Today, we break and rebuild our frame of reference. The University of Houston's College of Engineering presents this series about the machines that make our civilization run, and the people whose ingenuity created them.

A breaking frame was a device used in a textile mill. Loose cotton fibers were laid out and fed to a roller-box -- the breaking frame. It overlapped the strands and made them continuous.

As Julie Wosk looks at 19th-century technology, that breaking frame becomes her metaphor for the act of integrating separate strands into a whole. It's also a pun -- a contradiction. The iron, steam-powered world that rose out of 18th-century revolution broke every frame of human reference.

Just as we tore cotton apart and reassembled it, 19th-century technology tore society apart and reassembled it. Meanwhile, artists and poets helped us cope with fire, steam, and iron.

Wosk shows us two paintings of the Coalbrookdale Colliery. One from 1777 shows incidental smokestacks in a bucolic scene. Then, in 1801, Loutherbourgh's famous Coalbrookdale by Night turned that into a glowing, smoking vision of Hell.

By 1814 Wordsworth voiced his doubts:

... I have lived to mark
A new and unforeseen creation rise
From out the labors of a peaceful Land
Wielding her potent enginery to frame
And to produce, with appetite as keen
As that of war, which rests not night or day
Industrious to destroy! ...

By now the intensity of steam power had created the first industrial accidents. Soon railroad boiler explosions and collisions were taking their toll. In America we suffered terrible steamboat explosions. The public was drawn to the exhilarating speed of steam vehicles. But they also shrank from Wordsworth's "... appetite ... keen as ... war ... Industrious to destroy!"

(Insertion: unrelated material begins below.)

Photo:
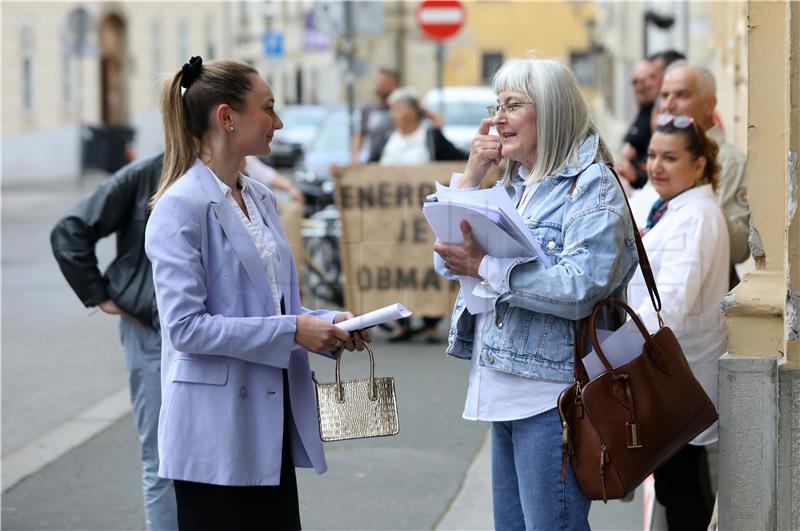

We had to develop better safety valves and boiler plate. But we also had to tie our engines to a familiar cultural frame. Engine-makers made the central steam engine pillar in the form of a cast-iron Doric column. We decorated Philadelphia's Fairmount water-works with Classic columns and figurines. We topped the 1860 Atwater sewing machine with a pretty Grecian urn.

Not 'til this century did we finally settle on the artistic iconography of modernism. We wrote a new lexicon of smooth stream lines. We laid function bare--put it out where we could see it.

So the artistic form that we call technology first breaks our frame of reference. The 19th-century artists whom we call engineers set the stage for artists with brushes and pens.

Look around you now. See the signs. See how art is helping us cope with the information revolution. Watch art creating a new vocabulary of computer graphics. Watch art acknowledging the technological force that's breaking our frame of reference today.

I'm John Lienhard, at the University of Houston, where we're interested in the way inventive minds work.

(Theme music)


Wosk, J., Breaking Frame: Technology and the Visual Arts in the Nineteenth Century. New Brunswick, NJ: Rutgers University Press, 1992.